A 50% concentration (w/w) of the test substance in acetone/olive oil (4:1, v/v) was the maximum feasible concentration.

In the main study treatment with the test substance at concentrations of 10%, 25% or 50% did not reveal any statistically increase values for the lymph node cell count. The stimulation indices of the lymph node cell count did not exceed the treshold level of 1.4. Therefore, the test substance is not classified as skin sensitising. The threshold level for the ear weight of 1.1 was not exceeded and no increase of ear thickness was observed, i.e. no irritating properties were noted. The positive control group caused increases in lymph node cell cound and lymph node weight (statistically significant at p <= 0.01). Therefore, the study can be regarded as valid. No signs of local or systemic intolerance were recorded. The animal body weight was not affected by the treatment.

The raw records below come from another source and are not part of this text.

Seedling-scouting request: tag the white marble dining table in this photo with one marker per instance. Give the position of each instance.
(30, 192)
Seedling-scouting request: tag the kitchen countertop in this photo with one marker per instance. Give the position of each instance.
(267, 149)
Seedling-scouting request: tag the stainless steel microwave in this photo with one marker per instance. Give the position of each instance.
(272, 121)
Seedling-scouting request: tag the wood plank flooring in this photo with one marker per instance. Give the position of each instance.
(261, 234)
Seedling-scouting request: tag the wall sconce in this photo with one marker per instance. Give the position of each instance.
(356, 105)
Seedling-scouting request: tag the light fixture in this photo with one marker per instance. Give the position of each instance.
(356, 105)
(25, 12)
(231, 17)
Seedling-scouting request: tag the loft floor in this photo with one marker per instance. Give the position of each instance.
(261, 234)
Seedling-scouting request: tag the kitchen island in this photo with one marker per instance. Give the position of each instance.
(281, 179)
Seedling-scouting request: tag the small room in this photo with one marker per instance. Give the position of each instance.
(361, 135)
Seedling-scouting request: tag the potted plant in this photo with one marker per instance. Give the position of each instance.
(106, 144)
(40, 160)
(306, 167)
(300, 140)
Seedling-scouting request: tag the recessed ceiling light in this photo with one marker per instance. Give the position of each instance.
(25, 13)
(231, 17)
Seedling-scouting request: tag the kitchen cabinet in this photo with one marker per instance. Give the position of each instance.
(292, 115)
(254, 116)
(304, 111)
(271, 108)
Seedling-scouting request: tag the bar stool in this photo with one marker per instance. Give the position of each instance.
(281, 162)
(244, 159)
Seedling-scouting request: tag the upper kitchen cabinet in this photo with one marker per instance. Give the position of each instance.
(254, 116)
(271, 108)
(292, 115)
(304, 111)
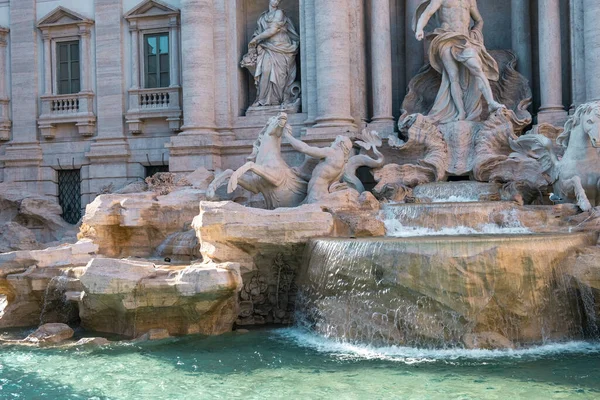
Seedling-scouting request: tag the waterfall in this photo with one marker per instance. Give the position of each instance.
(432, 291)
(588, 303)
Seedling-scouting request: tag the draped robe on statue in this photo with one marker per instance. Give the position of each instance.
(276, 63)
(462, 48)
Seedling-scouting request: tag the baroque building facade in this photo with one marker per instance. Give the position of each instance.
(96, 94)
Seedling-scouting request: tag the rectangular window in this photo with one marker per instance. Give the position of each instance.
(69, 194)
(156, 56)
(68, 67)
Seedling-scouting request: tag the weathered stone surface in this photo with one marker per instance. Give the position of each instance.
(136, 224)
(92, 342)
(14, 236)
(229, 231)
(28, 221)
(154, 334)
(25, 277)
(132, 297)
(51, 334)
(487, 340)
(67, 255)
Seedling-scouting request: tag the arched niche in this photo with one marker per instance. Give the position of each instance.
(248, 13)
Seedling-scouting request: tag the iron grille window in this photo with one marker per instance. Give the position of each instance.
(156, 54)
(69, 194)
(154, 169)
(68, 67)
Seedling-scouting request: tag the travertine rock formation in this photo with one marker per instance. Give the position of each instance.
(28, 221)
(28, 279)
(136, 224)
(130, 297)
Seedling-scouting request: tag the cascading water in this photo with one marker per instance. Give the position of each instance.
(407, 220)
(434, 291)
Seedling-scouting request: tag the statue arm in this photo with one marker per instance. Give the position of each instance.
(476, 15)
(431, 9)
(302, 147)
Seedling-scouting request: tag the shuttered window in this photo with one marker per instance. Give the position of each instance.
(68, 69)
(156, 53)
(69, 194)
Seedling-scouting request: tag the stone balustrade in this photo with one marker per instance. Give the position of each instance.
(154, 103)
(77, 108)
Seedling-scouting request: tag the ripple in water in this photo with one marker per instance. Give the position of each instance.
(410, 355)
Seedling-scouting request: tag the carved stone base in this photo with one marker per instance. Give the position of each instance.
(270, 111)
(460, 139)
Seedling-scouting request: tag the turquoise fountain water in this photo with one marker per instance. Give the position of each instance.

In conclusion, under the present test conditions, the test substance at concentrations of 10%, 25% and 50% in acetone/olive oil did not reveal any skin sensitising properties in the local lymph node assay.

Respiratory sensitisation

Endpoint conclusion

Endpoint conclusion:

no study available

Justification for classification or non-classification

The available data on skin sensitisation does not meet the criteria for classification according to Regulation (EC) 1272/2008, and are therefore conclusive but not sufficient for classification.